I wondered whether, if and when the time came, I’d be able to joke about health issues with my future spouse. This led, in a natural way, to picturing Ash and me thirty years from now. But I couldn’t get the image in my head. Not at all.
“Who would have guessed,” Ash said.
“Guessed what?” I wrapped my hands around the ceramic mug, soaking in the warmth, and abandoned my previous line of thought.
“That they seem to be making progress on macular degeneration,” he said. “Twenty years ago, when my grandmother got it, they said there was nothing to be done, that she was going to go blind in a year and that she should make adjustments accordingly.”
I took a long sip of coffee. I’d once heard an interview with a woman who had, for various bizarre reasons, suffered a long bout of temporary but complete deafness, and when she’d recovered from that, had endured a time of temporary but complete blindness.
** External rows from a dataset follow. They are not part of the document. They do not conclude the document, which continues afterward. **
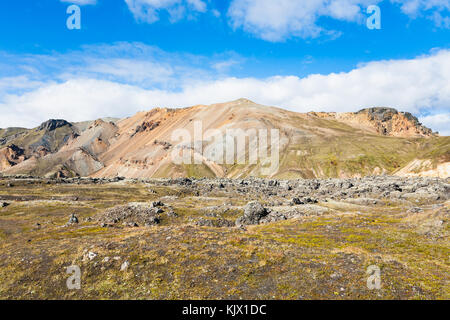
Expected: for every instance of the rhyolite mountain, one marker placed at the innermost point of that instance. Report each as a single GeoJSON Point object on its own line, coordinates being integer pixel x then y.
{"type": "Point", "coordinates": [372, 141]}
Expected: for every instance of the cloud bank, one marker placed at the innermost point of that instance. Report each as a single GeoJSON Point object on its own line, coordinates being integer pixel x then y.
{"type": "Point", "coordinates": [101, 84]}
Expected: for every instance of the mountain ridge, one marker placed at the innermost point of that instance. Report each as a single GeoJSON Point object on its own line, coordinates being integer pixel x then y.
{"type": "Point", "coordinates": [371, 141]}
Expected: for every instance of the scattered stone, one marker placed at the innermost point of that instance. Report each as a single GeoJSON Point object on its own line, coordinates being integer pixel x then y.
{"type": "Point", "coordinates": [124, 266]}
{"type": "Point", "coordinates": [217, 223]}
{"type": "Point", "coordinates": [171, 214]}
{"type": "Point", "coordinates": [73, 219]}
{"type": "Point", "coordinates": [253, 213]}
{"type": "Point", "coordinates": [157, 204]}
{"type": "Point", "coordinates": [415, 210]}
{"type": "Point", "coordinates": [91, 255]}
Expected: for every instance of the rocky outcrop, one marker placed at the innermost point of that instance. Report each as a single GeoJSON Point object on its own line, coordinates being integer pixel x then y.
{"type": "Point", "coordinates": [10, 156]}
{"type": "Point", "coordinates": [52, 125]}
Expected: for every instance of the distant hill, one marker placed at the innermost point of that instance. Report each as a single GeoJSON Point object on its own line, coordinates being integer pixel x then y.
{"type": "Point", "coordinates": [372, 141]}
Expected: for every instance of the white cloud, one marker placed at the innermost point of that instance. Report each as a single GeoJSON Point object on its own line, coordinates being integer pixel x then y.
{"type": "Point", "coordinates": [420, 86]}
{"type": "Point", "coordinates": [80, 2]}
{"type": "Point", "coordinates": [149, 10]}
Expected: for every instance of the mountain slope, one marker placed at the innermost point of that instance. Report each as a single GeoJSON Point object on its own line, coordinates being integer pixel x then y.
{"type": "Point", "coordinates": [369, 142]}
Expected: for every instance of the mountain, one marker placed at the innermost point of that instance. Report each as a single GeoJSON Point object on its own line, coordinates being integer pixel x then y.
{"type": "Point", "coordinates": [372, 141]}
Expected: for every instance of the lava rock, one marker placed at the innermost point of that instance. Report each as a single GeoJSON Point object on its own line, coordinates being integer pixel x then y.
{"type": "Point", "coordinates": [253, 213]}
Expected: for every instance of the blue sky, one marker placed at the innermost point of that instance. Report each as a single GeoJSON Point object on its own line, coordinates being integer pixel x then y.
{"type": "Point", "coordinates": [302, 55]}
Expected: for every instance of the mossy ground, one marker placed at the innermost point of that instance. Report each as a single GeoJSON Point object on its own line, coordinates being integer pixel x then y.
{"type": "Point", "coordinates": [316, 257]}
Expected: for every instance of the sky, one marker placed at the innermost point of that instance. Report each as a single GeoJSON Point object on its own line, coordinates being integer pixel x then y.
{"type": "Point", "coordinates": [301, 55]}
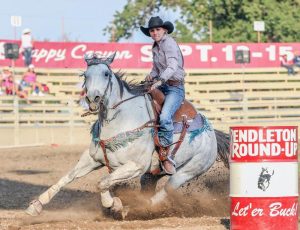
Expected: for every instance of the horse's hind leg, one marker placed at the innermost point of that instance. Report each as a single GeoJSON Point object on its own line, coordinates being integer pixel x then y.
{"type": "Point", "coordinates": [148, 183]}
{"type": "Point", "coordinates": [195, 167]}
{"type": "Point", "coordinates": [85, 165]}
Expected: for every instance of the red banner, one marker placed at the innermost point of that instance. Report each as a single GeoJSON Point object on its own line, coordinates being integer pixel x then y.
{"type": "Point", "coordinates": [254, 144]}
{"type": "Point", "coordinates": [138, 55]}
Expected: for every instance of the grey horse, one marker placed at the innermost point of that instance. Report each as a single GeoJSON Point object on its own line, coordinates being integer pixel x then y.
{"type": "Point", "coordinates": [122, 141]}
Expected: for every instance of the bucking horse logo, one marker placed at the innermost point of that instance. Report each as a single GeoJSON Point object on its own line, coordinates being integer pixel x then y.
{"type": "Point", "coordinates": [264, 179]}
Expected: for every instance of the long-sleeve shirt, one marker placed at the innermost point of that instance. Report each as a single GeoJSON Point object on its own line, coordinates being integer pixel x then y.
{"type": "Point", "coordinates": [167, 60]}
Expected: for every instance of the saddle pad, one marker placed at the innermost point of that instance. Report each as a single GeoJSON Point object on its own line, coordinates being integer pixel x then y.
{"type": "Point", "coordinates": [194, 124]}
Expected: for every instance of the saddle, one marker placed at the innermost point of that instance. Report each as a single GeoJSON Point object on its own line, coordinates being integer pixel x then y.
{"type": "Point", "coordinates": [185, 112]}
{"type": "Point", "coordinates": [186, 109]}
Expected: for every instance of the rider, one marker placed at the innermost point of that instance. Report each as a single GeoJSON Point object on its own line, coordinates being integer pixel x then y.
{"type": "Point", "coordinates": [168, 74]}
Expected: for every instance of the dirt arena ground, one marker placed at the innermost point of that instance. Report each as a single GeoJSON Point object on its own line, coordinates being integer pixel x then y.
{"type": "Point", "coordinates": [26, 172]}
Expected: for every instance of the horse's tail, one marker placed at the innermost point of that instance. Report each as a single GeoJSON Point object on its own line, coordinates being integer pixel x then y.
{"type": "Point", "coordinates": [223, 142]}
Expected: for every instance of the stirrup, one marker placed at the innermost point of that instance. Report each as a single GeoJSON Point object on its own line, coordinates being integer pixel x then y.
{"type": "Point", "coordinates": [170, 158]}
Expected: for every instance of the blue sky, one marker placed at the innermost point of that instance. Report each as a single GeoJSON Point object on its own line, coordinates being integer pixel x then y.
{"type": "Point", "coordinates": [81, 20]}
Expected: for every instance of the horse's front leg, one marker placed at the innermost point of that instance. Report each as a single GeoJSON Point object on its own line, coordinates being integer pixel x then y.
{"type": "Point", "coordinates": [125, 172]}
{"type": "Point", "coordinates": [85, 165]}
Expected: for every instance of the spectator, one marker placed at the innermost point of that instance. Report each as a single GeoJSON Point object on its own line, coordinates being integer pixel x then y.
{"type": "Point", "coordinates": [8, 84]}
{"type": "Point", "coordinates": [6, 72]}
{"type": "Point", "coordinates": [27, 46]}
{"type": "Point", "coordinates": [296, 59]}
{"type": "Point", "coordinates": [288, 64]}
{"type": "Point", "coordinates": [29, 80]}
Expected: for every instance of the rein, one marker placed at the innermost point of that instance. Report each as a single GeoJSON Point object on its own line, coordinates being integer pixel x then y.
{"type": "Point", "coordinates": [121, 102]}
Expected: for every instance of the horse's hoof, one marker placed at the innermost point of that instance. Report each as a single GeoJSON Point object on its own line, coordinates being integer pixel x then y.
{"type": "Point", "coordinates": [119, 212]}
{"type": "Point", "coordinates": [35, 208]}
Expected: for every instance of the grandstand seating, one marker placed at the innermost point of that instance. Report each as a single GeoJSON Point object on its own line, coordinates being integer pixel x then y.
{"type": "Point", "coordinates": [228, 97]}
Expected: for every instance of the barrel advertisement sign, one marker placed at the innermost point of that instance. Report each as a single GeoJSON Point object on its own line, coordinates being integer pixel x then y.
{"type": "Point", "coordinates": [264, 177]}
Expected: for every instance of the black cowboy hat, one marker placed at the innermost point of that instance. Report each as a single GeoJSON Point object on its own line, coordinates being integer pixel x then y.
{"type": "Point", "coordinates": [155, 22]}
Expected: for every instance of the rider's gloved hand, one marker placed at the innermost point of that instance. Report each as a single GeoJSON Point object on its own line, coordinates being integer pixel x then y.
{"type": "Point", "coordinates": [156, 84]}
{"type": "Point", "coordinates": [148, 78]}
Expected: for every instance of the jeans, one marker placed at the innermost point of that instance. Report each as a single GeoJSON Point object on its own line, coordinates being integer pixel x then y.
{"type": "Point", "coordinates": [174, 96]}
{"type": "Point", "coordinates": [27, 56]}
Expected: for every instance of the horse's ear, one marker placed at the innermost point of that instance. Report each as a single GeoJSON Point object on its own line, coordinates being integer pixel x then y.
{"type": "Point", "coordinates": [111, 58]}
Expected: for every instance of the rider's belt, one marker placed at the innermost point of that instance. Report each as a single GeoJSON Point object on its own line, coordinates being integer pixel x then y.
{"type": "Point", "coordinates": [174, 83]}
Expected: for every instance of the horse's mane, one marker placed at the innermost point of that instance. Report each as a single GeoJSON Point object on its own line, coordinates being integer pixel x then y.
{"type": "Point", "coordinates": [132, 86]}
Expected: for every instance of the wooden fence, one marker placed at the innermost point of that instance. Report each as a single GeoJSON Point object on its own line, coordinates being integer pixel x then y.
{"type": "Point", "coordinates": [264, 97]}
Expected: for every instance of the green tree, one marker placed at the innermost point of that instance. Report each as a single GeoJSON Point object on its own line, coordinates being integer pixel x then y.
{"type": "Point", "coordinates": [231, 20]}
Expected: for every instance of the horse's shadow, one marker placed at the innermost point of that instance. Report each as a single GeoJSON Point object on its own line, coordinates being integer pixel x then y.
{"type": "Point", "coordinates": [16, 195]}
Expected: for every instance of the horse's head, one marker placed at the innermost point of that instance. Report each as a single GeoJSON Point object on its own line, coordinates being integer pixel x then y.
{"type": "Point", "coordinates": [98, 80]}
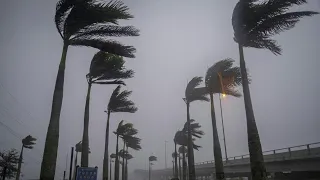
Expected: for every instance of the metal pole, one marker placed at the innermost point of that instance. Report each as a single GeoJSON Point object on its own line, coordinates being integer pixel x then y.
{"type": "Point", "coordinates": [71, 162]}
{"type": "Point", "coordinates": [165, 153]}
{"type": "Point", "coordinates": [224, 136]}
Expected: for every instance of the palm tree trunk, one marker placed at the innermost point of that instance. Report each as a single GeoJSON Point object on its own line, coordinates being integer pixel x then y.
{"type": "Point", "coordinates": [75, 166]}
{"type": "Point", "coordinates": [258, 170]}
{"type": "Point", "coordinates": [127, 166]}
{"type": "Point", "coordinates": [85, 135]}
{"type": "Point", "coordinates": [123, 164]}
{"type": "Point", "coordinates": [19, 164]}
{"type": "Point", "coordinates": [216, 144]}
{"type": "Point", "coordinates": [4, 173]}
{"type": "Point", "coordinates": [110, 167]}
{"type": "Point", "coordinates": [192, 173]}
{"type": "Point", "coordinates": [184, 164]}
{"type": "Point", "coordinates": [48, 165]}
{"type": "Point", "coordinates": [116, 169]}
{"type": "Point", "coordinates": [175, 161]}
{"type": "Point", "coordinates": [106, 151]}
{"type": "Point", "coordinates": [180, 167]}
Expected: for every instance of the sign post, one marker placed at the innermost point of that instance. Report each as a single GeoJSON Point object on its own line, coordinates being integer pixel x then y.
{"type": "Point", "coordinates": [87, 173]}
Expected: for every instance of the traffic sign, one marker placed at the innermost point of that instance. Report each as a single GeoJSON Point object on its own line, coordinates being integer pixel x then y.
{"type": "Point", "coordinates": [87, 173]}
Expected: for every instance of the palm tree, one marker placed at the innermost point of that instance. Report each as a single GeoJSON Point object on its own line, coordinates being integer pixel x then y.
{"type": "Point", "coordinates": [28, 143]}
{"type": "Point", "coordinates": [192, 93]}
{"type": "Point", "coordinates": [118, 103]}
{"type": "Point", "coordinates": [133, 143]}
{"type": "Point", "coordinates": [78, 150]}
{"type": "Point", "coordinates": [112, 156]}
{"type": "Point", "coordinates": [105, 68]}
{"type": "Point", "coordinates": [254, 23]}
{"type": "Point", "coordinates": [221, 78]}
{"type": "Point", "coordinates": [122, 131]}
{"type": "Point", "coordinates": [151, 159]}
{"type": "Point", "coordinates": [182, 150]}
{"type": "Point", "coordinates": [82, 23]}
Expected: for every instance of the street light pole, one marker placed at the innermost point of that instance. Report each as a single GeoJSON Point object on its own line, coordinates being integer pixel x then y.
{"type": "Point", "coordinates": [224, 136]}
{"type": "Point", "coordinates": [165, 153]}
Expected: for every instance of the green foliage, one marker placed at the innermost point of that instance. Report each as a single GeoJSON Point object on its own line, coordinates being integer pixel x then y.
{"type": "Point", "coordinates": [254, 22]}
{"type": "Point", "coordinates": [88, 23]}
{"type": "Point", "coordinates": [223, 78]}
{"type": "Point", "coordinates": [28, 142]}
{"type": "Point", "coordinates": [9, 160]}
{"type": "Point", "coordinates": [119, 102]}
{"type": "Point", "coordinates": [108, 68]}
{"type": "Point", "coordinates": [193, 93]}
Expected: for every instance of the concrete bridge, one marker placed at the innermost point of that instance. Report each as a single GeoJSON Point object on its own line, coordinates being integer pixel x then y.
{"type": "Point", "coordinates": [297, 162]}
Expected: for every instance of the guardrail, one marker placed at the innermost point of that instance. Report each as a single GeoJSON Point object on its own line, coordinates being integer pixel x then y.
{"type": "Point", "coordinates": [270, 152]}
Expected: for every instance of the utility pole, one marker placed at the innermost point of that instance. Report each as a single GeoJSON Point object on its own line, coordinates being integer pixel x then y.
{"type": "Point", "coordinates": [165, 153]}
{"type": "Point", "coordinates": [71, 163]}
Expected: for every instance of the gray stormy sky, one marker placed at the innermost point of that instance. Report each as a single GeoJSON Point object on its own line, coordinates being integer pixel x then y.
{"type": "Point", "coordinates": [179, 40]}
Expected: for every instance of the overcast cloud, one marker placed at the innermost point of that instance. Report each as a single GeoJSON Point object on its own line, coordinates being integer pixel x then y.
{"type": "Point", "coordinates": [179, 40]}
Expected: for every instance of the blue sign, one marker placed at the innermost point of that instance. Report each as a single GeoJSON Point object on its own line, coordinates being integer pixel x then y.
{"type": "Point", "coordinates": [87, 173]}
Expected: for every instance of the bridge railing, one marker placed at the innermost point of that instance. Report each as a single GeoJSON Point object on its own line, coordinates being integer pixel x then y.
{"type": "Point", "coordinates": [289, 150]}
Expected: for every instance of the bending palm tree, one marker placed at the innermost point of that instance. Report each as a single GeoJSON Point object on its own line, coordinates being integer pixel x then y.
{"type": "Point", "coordinates": [82, 23]}
{"type": "Point", "coordinates": [122, 131]}
{"type": "Point", "coordinates": [221, 78]}
{"type": "Point", "coordinates": [192, 94]}
{"type": "Point", "coordinates": [112, 156]}
{"type": "Point", "coordinates": [105, 68]}
{"type": "Point", "coordinates": [254, 23]}
{"type": "Point", "coordinates": [28, 143]}
{"type": "Point", "coordinates": [118, 103]}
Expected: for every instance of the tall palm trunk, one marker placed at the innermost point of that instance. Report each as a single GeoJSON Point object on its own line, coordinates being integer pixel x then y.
{"type": "Point", "coordinates": [216, 144]}
{"type": "Point", "coordinates": [184, 164]}
{"type": "Point", "coordinates": [4, 173]}
{"type": "Point", "coordinates": [258, 170]}
{"type": "Point", "coordinates": [123, 163]}
{"type": "Point", "coordinates": [126, 167]}
{"type": "Point", "coordinates": [19, 164]}
{"type": "Point", "coordinates": [192, 173]}
{"type": "Point", "coordinates": [85, 135]}
{"type": "Point", "coordinates": [106, 151]}
{"type": "Point", "coordinates": [116, 168]}
{"type": "Point", "coordinates": [175, 161]}
{"type": "Point", "coordinates": [180, 167]}
{"type": "Point", "coordinates": [110, 169]}
{"type": "Point", "coordinates": [75, 166]}
{"type": "Point", "coordinates": [48, 165]}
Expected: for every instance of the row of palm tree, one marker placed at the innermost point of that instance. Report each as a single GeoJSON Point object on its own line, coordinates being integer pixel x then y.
{"type": "Point", "coordinates": [87, 23]}
{"type": "Point", "coordinates": [254, 23]}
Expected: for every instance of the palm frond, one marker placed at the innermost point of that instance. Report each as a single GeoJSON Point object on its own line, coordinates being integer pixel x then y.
{"type": "Point", "coordinates": [62, 10]}
{"type": "Point", "coordinates": [119, 102]}
{"type": "Point", "coordinates": [105, 67]}
{"type": "Point", "coordinates": [89, 13]}
{"type": "Point", "coordinates": [222, 77]}
{"type": "Point", "coordinates": [133, 142]}
{"type": "Point", "coordinates": [193, 93]}
{"type": "Point", "coordinates": [28, 142]}
{"type": "Point", "coordinates": [105, 45]}
{"type": "Point", "coordinates": [106, 30]}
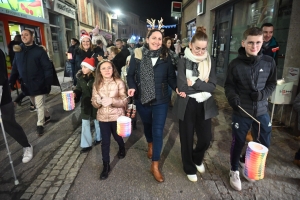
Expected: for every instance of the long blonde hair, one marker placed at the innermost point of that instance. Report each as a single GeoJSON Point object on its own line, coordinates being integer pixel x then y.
{"type": "Point", "coordinates": [98, 76]}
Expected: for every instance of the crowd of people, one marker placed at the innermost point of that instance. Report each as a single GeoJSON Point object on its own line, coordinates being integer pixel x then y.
{"type": "Point", "coordinates": [147, 72]}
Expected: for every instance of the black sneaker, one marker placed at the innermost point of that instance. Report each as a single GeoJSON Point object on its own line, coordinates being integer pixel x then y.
{"type": "Point", "coordinates": [40, 130]}
{"type": "Point", "coordinates": [47, 119]}
{"type": "Point", "coordinates": [32, 109]}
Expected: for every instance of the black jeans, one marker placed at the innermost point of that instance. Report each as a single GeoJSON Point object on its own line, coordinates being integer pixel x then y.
{"type": "Point", "coordinates": [194, 121]}
{"type": "Point", "coordinates": [11, 126]}
{"type": "Point", "coordinates": [106, 129]}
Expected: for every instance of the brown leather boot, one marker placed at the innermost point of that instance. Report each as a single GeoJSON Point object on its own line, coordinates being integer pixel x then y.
{"type": "Point", "coordinates": [155, 171]}
{"type": "Point", "coordinates": [149, 154]}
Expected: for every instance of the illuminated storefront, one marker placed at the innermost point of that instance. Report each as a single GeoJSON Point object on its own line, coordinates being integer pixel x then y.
{"type": "Point", "coordinates": [16, 16]}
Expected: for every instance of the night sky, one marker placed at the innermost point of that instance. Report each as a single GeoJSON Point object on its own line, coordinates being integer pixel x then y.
{"type": "Point", "coordinates": [147, 9]}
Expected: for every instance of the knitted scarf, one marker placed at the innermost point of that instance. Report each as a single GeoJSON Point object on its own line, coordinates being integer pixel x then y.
{"type": "Point", "coordinates": [202, 71]}
{"type": "Point", "coordinates": [147, 75]}
{"type": "Point", "coordinates": [204, 64]}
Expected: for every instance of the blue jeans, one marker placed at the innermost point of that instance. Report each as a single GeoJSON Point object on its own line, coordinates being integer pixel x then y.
{"type": "Point", "coordinates": [240, 126]}
{"type": "Point", "coordinates": [154, 118]}
{"type": "Point", "coordinates": [86, 134]}
{"type": "Point", "coordinates": [107, 129]}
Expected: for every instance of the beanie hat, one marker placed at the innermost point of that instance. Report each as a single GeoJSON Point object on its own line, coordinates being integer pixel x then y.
{"type": "Point", "coordinates": [84, 35]}
{"type": "Point", "coordinates": [89, 63]}
{"type": "Point", "coordinates": [128, 58]}
{"type": "Point", "coordinates": [131, 41]}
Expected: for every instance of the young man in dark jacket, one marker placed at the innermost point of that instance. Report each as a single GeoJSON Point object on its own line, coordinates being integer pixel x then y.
{"type": "Point", "coordinates": [270, 46]}
{"type": "Point", "coordinates": [251, 79]}
{"type": "Point", "coordinates": [34, 68]}
{"type": "Point", "coordinates": [7, 113]}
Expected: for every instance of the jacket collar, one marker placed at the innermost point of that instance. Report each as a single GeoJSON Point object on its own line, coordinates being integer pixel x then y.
{"type": "Point", "coordinates": [251, 59]}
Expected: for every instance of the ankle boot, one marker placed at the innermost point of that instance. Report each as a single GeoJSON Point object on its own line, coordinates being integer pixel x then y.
{"type": "Point", "coordinates": [155, 171]}
{"type": "Point", "coordinates": [105, 171]}
{"type": "Point", "coordinates": [149, 154]}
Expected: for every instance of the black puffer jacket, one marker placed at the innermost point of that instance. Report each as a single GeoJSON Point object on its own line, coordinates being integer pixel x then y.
{"type": "Point", "coordinates": [250, 74]}
{"type": "Point", "coordinates": [83, 91]}
{"type": "Point", "coordinates": [79, 56]}
{"type": "Point", "coordinates": [164, 75]}
{"type": "Point", "coordinates": [6, 97]}
{"type": "Point", "coordinates": [33, 66]}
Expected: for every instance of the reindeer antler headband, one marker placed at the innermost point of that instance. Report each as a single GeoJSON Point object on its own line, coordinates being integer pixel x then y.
{"type": "Point", "coordinates": [152, 24]}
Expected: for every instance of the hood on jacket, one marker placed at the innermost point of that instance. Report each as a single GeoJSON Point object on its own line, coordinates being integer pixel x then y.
{"type": "Point", "coordinates": [19, 47]}
{"type": "Point", "coordinates": [248, 59]}
{"type": "Point", "coordinates": [80, 74]}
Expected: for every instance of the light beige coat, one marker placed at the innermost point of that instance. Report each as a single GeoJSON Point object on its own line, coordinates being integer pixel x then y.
{"type": "Point", "coordinates": [116, 90]}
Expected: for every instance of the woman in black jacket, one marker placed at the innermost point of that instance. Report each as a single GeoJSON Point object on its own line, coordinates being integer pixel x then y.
{"type": "Point", "coordinates": [197, 79]}
{"type": "Point", "coordinates": [85, 50]}
{"type": "Point", "coordinates": [150, 72]}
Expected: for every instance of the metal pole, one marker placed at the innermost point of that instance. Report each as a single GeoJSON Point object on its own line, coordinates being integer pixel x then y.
{"type": "Point", "coordinates": [6, 144]}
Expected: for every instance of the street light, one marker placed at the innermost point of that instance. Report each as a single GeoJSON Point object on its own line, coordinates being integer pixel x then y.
{"type": "Point", "coordinates": [117, 12]}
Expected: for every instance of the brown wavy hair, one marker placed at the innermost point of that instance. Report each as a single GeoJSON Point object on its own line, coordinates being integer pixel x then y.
{"type": "Point", "coordinates": [91, 46]}
{"type": "Point", "coordinates": [98, 76]}
{"type": "Point", "coordinates": [200, 34]}
{"type": "Point", "coordinates": [164, 49]}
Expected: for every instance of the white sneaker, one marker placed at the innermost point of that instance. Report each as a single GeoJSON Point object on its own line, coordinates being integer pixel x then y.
{"type": "Point", "coordinates": [192, 177]}
{"type": "Point", "coordinates": [200, 168]}
{"type": "Point", "coordinates": [248, 179]}
{"type": "Point", "coordinates": [28, 154]}
{"type": "Point", "coordinates": [235, 181]}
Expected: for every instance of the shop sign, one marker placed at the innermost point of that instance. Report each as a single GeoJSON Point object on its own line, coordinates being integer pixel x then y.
{"type": "Point", "coordinates": [176, 8]}
{"type": "Point", "coordinates": [28, 9]}
{"type": "Point", "coordinates": [64, 9]}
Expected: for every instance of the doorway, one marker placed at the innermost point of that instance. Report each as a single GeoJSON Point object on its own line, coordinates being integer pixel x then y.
{"type": "Point", "coordinates": [223, 36]}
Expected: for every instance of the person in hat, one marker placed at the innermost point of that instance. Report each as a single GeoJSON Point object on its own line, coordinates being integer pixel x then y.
{"type": "Point", "coordinates": [109, 97]}
{"type": "Point", "coordinates": [141, 43]}
{"type": "Point", "coordinates": [8, 116]}
{"type": "Point", "coordinates": [131, 46]}
{"type": "Point", "coordinates": [83, 92]}
{"type": "Point", "coordinates": [33, 67]}
{"type": "Point", "coordinates": [85, 50]}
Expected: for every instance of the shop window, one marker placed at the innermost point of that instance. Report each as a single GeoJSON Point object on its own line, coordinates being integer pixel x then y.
{"type": "Point", "coordinates": [53, 19]}
{"type": "Point", "coordinates": [249, 13]}
{"type": "Point", "coordinates": [69, 23]}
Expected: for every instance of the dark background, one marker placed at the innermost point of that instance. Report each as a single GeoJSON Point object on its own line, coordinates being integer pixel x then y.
{"type": "Point", "coordinates": [148, 9]}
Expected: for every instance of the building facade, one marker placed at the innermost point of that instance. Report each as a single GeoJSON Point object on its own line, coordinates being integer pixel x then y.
{"type": "Point", "coordinates": [128, 25]}
{"type": "Point", "coordinates": [226, 21]}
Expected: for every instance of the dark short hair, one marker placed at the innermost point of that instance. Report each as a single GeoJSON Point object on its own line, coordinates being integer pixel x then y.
{"type": "Point", "coordinates": [75, 40]}
{"type": "Point", "coordinates": [30, 32]}
{"type": "Point", "coordinates": [99, 42]}
{"type": "Point", "coordinates": [267, 24]}
{"type": "Point", "coordinates": [253, 31]}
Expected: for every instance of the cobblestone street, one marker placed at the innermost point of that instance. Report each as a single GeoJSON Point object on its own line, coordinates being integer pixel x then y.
{"type": "Point", "coordinates": [59, 171]}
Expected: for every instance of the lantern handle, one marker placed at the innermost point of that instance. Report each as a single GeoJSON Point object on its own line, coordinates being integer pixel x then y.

Of the two, she’d said, deafness had been far harder to manage. She’d sounded sincere, a down-to-her bones sincere, but I’d found it hard to believe. After all, if you were deaf, you could still read. There was Braille, sure, and audio books and surely friends and family would read to me if I went blind, but if the ability to wander through the library and pick up a random book ceased, I was afraid I’d be cranky the rest of my life.
“Either one would be hard,” I murmured.
Ash frowned. “Either one what? Either eye? Grannie had it in both.”
Explaining the pathways my thoughts had taken in those two seconds would have been a pointless conversation that might have ended in him learning a bit too much about how my brain worked, so I said, “It’s great they’re making progress with the disease.” Saying that vague, but true, statement reminded me of another topic. “Speaking of progress, is there anything new with the death of Dale Lacombe?”
Ash glanced at his watch. “Twelve minutes.”
“For what?”
He grinned. “For you to ask me about Lacombe. Hal was wrong; he said it would be less than five.”
“Oh, funny hah hah.” I said it sarcastically, but eked out a smile. Detective Hal Inwood and I had met numerous times for a variety of reasons. At first he’d done his best to pat me on the head and tell me to let the grown-ups do their jobs, but eventually he’d come around to realize that I had a brain that could, on occasion, be useful to him and to the sheriff’s office.
“And you know perfectly well I can’t talk about an active investigation.” Ash unrolled the paper napkin wrapped around his silverware. “Not sure why you’re wasting your time asking.”
“But this is different,” I said, doing the same unrolling thing. “You must be able to tell me something. I was there, remember?”
“Nice try.” He spread the napkin across his lap. “Let’s talk about the biking route we’re going to take next time I get a day off.”
“Leese is a mess.” The napkin in my hand crunched up into a ball. “She’s worried that you’re going to arrest her and there’s no way she could have killed her father.”
“Oh?” Ash’s expression went still. “Why do you say that? Were you with her the day before?”
“Well, no. She couldn’t have done it, that’s all.”
Ash looked at me.
“I know, I know,” I said, sighing. “Given the right circumstances, practically everyone can kill. All I’m saying is that Leese wasn’t in those kind of circumstances. That these weren’t them.” A sentence that almost made sense.
“Breakfast for two, hot and hardy.” Sabrina put our plates on top of the paper place mats. “Can I get you two anything else?”
Ash and I both pushed our mugs toward her.
“Birds of a feather.” Sabrina laughed. “Be right back.”
She went to fetch the coffeepots and we looked at each other. I half shrugged an apology, because I really shouldn’t have asked him to divulge anything about the investigation, and we started eating.
But the pancakes tasted a little flat, and the sausage sat in my stomach like an uncomfortable rock. The cause, I was sure, wasn’t the kitchen.
After I waved good-bye to Ash in the diner’s parking lot, I considered the rest of the day.